Tommaso non era certo un tipo come molti di noi che abbocchiamo a tutte le bufale che ci fanno credere, sia i politici, che i fattucchieri, che i bancari o i disperati di mestiere o i ladri d’avventura. Tommaso Gesù morto, senza vita, dolorante fino allo spasimo lo aveva visto su quella croce e che nessuno venga a dirgli che è vivo. I colpi dei chiodi li ha ancora negli orecchi, lui non si può togliere dall’anima quel grido disperato di Gesù, quel rantolo di morte E non venite a dirmi che è vivo. La sera di Pasqua nel Cenacolo con gli altri apostoli Tomaso invece non c’era, lui non ce l’aveva più fatta a stare a raccontarsi la delusione, l’amarezza, la disperazione della sconfitta, della morte ignominiosa del maestro. Non s’adattava alla perdita di quello che era stato per lui il sogno della sua vita. Si sente il sangue ribollire quando i suoi amici di prima gli ridono in faccia per aver abboccato al Nazzareno e lui fa fatica a dimenticare lo smacco, ma ormai tutto è finito.
Invece Lui, Gesù ai suoi discepoli si mostra vivo. Lo abbiamo visto vivo, gli dicono gli amici, lo abbiamo incontrato con una forza e un desiderio di comunicare con noi che non ricordavamo più, meglio ancora della prima volta che ci aveva stregati sulle rive del lago. Ti bastano i tuoi amici, no? Con loro hai condiviso tutti i giorni lieti con Gesù, con loro lo hai sentito tante volte parlare di regno dei cieli, con loro hai visto malati guarire, ciechi tornare a vedere… Perché non condividi con loro la gioia pulita dell’aver incontrato Cristo vivo?

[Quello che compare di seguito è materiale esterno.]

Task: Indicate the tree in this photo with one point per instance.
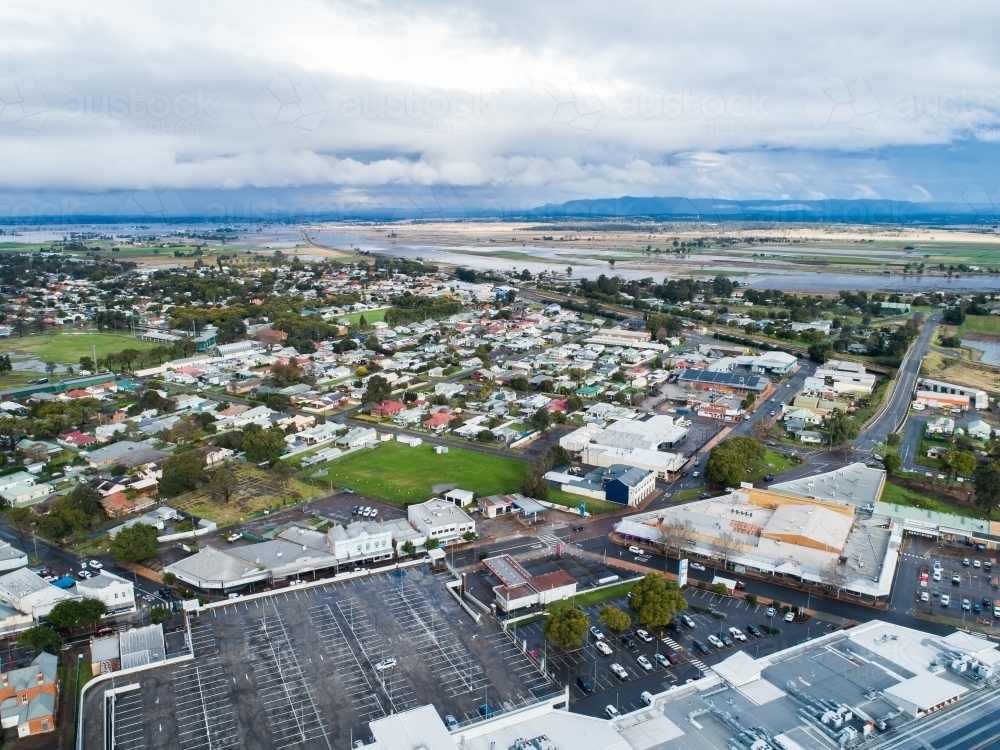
(378, 390)
(615, 619)
(839, 427)
(40, 638)
(540, 419)
(566, 628)
(159, 615)
(960, 463)
(283, 473)
(820, 351)
(655, 600)
(224, 485)
(729, 461)
(264, 445)
(135, 543)
(724, 546)
(891, 462)
(987, 486)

Nemmeno se mi ammazzaste ci crederei. Ho troppo nei miei occhi il suo sguardo smarrito, negli orecchi i colpi di quella mazza sui chiodi, il suo urlo disperato di fronte alla morte. Non può essere che sia ancora vivo. Erano le difese di fronte alla novità assoluta della risurrezione. Quasi non voleva nemmeno pensarci per non rimettersi in discussione, per non ribaltare la sua vita. Io non ci credo per niente se non vedo, non tocco, non sento, non lo stringo tra le mie braccia. Quei buchi dei chiodi li voglio turare con le mie dita, quella ferita inutile dispregiativa, insolente stra-cattiva che gli hanno dato dopo morto al cuore la voglio coprire con la mia mano.

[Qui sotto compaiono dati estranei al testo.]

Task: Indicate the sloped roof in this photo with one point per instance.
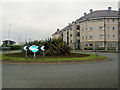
(100, 13)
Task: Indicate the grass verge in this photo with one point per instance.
(92, 57)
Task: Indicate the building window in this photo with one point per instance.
(108, 36)
(99, 19)
(82, 30)
(101, 28)
(101, 36)
(108, 28)
(113, 20)
(107, 19)
(90, 28)
(101, 45)
(77, 34)
(108, 44)
(113, 28)
(90, 44)
(90, 37)
(113, 44)
(113, 36)
(78, 27)
(82, 37)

Spesso siamo nel dolore e troviamo gusto a starci, a farci compatire, quasi che la soluzione alla nostra debolezza ci venga dalla compassione. Invece Gesù si ripresenta e prende in parola Tomaso. Volevi mettere le tue dita nelle mie piaghe? Volevi rinnovarmi questo dolore che ho definitivamente sconfitto? Volevi dare spazio a tutti i tuoi dubbi? Eccomi. Gesù si presenta, come si presenta alla nostra intelligenza e alla nostra vita. Sono qui. Dai pure la stura a tutte le tue tecniche di ricerca, non fingere di cercare per non vedere. Fatti crescere tutti i dubbi che vuoi, non smettere di desiderare. Al fondo della tua intelligenza pulita, del tuo cuore sgombro, della tua volontà pura mi troverai. Lascia stare i maghi, smettila di abbonarti agli oroscopi, lo sai anche tu che lo fai per gioco. Io sono qui, non mi hai mai creduto fino in fondo, ma io in te, sì. Mio Signore e mio Dio; è fede pura perché Dio non si constata mai, ma gli si crede. Vorremmo dirlo sempre anche noi!